The Prime Minister’s call to action will come during the virtual Coronavirus Global Response International Pledging Conference, which is co-hosted by the UK and eight other countries and organisations.
He will confirm the UK’s pledge of £388 million in UK aid funding for research into vaccines, tests and treatments – part of a larger £744 million existing UK aid commitment to help end the pandemic and support the global economy.
This includes £250 million for the Coalition for Epidemic Preparedness Innovations (CEPI) to develop vaccines against coronavirus – the biggest such donation to the fund by any country.
Speaking to the conference, the Prime Minister will say:
To win this battle, we must work together to build an impregnable shield around all our people, and that can only be achieved by developing and mass producing a vaccine.
The more we pull together and share our expertise, the faster our scientists will succeed.
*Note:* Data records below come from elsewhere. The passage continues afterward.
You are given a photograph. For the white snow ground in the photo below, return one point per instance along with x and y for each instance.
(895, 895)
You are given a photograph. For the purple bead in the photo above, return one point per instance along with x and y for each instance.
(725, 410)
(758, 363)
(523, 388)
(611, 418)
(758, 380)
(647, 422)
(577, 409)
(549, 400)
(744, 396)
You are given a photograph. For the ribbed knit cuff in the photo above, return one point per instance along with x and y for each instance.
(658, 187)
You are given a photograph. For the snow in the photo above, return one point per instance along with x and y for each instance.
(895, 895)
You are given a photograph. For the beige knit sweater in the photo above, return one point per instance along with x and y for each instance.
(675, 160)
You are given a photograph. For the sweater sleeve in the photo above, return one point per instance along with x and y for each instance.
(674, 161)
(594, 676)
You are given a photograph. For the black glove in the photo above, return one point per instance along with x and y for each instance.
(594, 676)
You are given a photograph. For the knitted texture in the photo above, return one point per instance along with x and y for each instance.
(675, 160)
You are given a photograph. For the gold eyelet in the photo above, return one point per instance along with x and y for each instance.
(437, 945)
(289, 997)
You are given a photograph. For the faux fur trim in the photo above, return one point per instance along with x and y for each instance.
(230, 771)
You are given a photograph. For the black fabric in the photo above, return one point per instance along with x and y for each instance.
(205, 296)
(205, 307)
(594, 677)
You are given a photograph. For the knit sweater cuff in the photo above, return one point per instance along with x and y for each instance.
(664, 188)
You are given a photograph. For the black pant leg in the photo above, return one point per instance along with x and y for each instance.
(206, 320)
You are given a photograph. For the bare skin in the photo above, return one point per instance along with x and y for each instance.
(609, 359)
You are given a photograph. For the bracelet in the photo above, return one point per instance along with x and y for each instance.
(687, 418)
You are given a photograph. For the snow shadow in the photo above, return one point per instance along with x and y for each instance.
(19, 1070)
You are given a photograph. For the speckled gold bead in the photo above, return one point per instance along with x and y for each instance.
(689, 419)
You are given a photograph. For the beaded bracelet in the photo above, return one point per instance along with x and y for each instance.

The race to discover the vaccine to defeat this virus is not a competition between countries, but the most urgent shared endeavour of our lifetimes.
It’s humanity against the virus – we are in this together, and together we will prevail.
International Development Secretary, Anne-Marie Trevelyan, said:
It is only by working together that we will prevent future waves of infection and end this pandemic as quickly as possible.
By strengthening developing countries’ health systems and working to find a vaccine, the UK is playing its part in stopping the global spread of coronavirus to save lives everywhere and protect our NHS.
Tackling coronavirus globally is crucial to preventing a second wave of the virus re-emerging in the UK, which would put even further pressure on the NHS. It will also ensure that life-saving vaccines, treatments and diagnostic tests are available as soon as possible.
In the UK, work is progressing at pace on vaccine development – on Thursday the University of Oxford and AstraZeneca announced a partnership to support large-scale manufacture and potential distribution of a vaccine currently being trialled by the university.
On the 4th June, the UK will host the Global Vaccine Summit, bringing together countries and organisations to follow the UK’s lead in investing in the work of Gavi, the Vaccine Alliance.
Last week International Development Secretary Anne-Marie Trevelyan announced a funding pledge equivalent to £330 million a year over the next five years to Gavi. This will help immunise 75 million children in the world’s poorest countries.